Marketing, I have always believed, is the soul of the Coca-Cola Company. We had the world’s most popular brand and yet with all the distractions of the previous few years, were losing our marketing edge. When I arrived, some of the television commercials were, in my opinion, atrocious. One particularly poor one featured a basketball player with a Coca-Cola stashed under his armpit; not a very appealing image. In the week before I became CEO, I attended the launch of C2, an ill-conceived midcalorie cola. It was strategically a weak proposition and the execution even weaker. Marketing of the new product was in the hands of people who had no “feel” for the brand. Within three weeks of becoming CEO, I named Chuck Fruit, who originally joined Coke from Anheuser Busch, as chief marketing officer to replace Dan Palumbo. Chuck righted the ship but sadly, ill health caused him to retire early.

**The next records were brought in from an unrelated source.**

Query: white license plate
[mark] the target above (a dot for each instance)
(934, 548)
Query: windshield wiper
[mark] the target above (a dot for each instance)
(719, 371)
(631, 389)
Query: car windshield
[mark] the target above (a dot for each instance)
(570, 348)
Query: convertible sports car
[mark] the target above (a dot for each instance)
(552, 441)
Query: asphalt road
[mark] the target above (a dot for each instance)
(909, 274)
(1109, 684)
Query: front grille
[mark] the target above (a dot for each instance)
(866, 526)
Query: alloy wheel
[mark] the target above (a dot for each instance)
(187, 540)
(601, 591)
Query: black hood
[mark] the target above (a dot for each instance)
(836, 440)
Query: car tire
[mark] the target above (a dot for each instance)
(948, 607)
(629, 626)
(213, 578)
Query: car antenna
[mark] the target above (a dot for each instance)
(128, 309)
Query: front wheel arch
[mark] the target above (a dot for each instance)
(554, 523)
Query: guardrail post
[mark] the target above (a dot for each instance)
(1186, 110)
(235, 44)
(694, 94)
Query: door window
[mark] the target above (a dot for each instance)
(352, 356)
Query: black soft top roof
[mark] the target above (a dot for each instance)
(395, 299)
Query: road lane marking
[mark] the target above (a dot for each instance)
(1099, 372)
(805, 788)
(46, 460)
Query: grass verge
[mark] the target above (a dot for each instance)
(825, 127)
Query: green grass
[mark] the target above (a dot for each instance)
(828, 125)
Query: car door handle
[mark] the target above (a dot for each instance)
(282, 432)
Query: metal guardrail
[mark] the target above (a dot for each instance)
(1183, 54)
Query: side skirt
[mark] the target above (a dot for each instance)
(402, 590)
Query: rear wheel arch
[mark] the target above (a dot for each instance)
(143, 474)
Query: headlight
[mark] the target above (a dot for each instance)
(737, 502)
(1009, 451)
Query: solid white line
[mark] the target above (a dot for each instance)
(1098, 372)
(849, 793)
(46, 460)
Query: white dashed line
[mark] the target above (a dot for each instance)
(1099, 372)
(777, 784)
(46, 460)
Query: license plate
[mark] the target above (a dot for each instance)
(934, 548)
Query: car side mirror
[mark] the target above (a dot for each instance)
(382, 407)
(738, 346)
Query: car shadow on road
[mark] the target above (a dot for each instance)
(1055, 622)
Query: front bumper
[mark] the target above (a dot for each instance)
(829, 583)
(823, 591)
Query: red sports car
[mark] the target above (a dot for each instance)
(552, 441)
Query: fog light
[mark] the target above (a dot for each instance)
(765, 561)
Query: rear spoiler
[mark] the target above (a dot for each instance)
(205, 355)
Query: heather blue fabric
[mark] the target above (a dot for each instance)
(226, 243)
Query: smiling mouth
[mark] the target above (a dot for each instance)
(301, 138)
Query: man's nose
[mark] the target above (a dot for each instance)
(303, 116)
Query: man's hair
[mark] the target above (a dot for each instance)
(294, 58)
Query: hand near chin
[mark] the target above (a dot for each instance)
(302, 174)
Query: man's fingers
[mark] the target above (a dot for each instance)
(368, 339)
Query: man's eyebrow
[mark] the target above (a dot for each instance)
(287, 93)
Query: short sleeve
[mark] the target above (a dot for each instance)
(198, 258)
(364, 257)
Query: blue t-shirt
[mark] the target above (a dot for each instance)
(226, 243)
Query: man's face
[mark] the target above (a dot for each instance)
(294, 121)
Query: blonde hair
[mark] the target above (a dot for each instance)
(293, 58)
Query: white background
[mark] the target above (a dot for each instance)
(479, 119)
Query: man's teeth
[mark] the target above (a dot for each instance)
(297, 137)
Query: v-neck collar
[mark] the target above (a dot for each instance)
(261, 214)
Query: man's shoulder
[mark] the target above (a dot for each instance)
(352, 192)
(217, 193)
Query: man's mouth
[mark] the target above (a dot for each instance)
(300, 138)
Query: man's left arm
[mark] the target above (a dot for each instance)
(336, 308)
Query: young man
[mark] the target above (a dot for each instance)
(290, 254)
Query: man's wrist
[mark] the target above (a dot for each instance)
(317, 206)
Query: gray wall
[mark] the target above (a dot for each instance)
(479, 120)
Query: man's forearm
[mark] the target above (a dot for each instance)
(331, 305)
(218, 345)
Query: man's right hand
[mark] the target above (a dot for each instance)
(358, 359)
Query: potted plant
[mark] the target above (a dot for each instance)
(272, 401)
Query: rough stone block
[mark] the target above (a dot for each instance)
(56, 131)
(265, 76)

I also brought in Irial Finan, my successor at CCHBC, to head a newly formed Bottler Investment Group to oversee the company’s wide range of ownership interests in bottlers worldwide, from Shanghai to Brazil. Some of these bottlers reported to group presidents, others to the Coca-Cola executive in charge of that country. Under the new structure, they would report to Irial and Irial would report directly to me. A body of opinion within the company was that we should divest of all our bottling interests. Implicit in that belief was that the Coca-Cola Company lacked the skills to competently run nuts-and-bolts, low-margin bottling companies. I, of course, had been running bottlers on and off for my entire career. Also, I believed divesting would reinforce the bottler’s view that the company did not understand their business or care about it. The bottlers wanted leadership from the Coca-Cola Company, but as I reasserted it clashes arose over rights.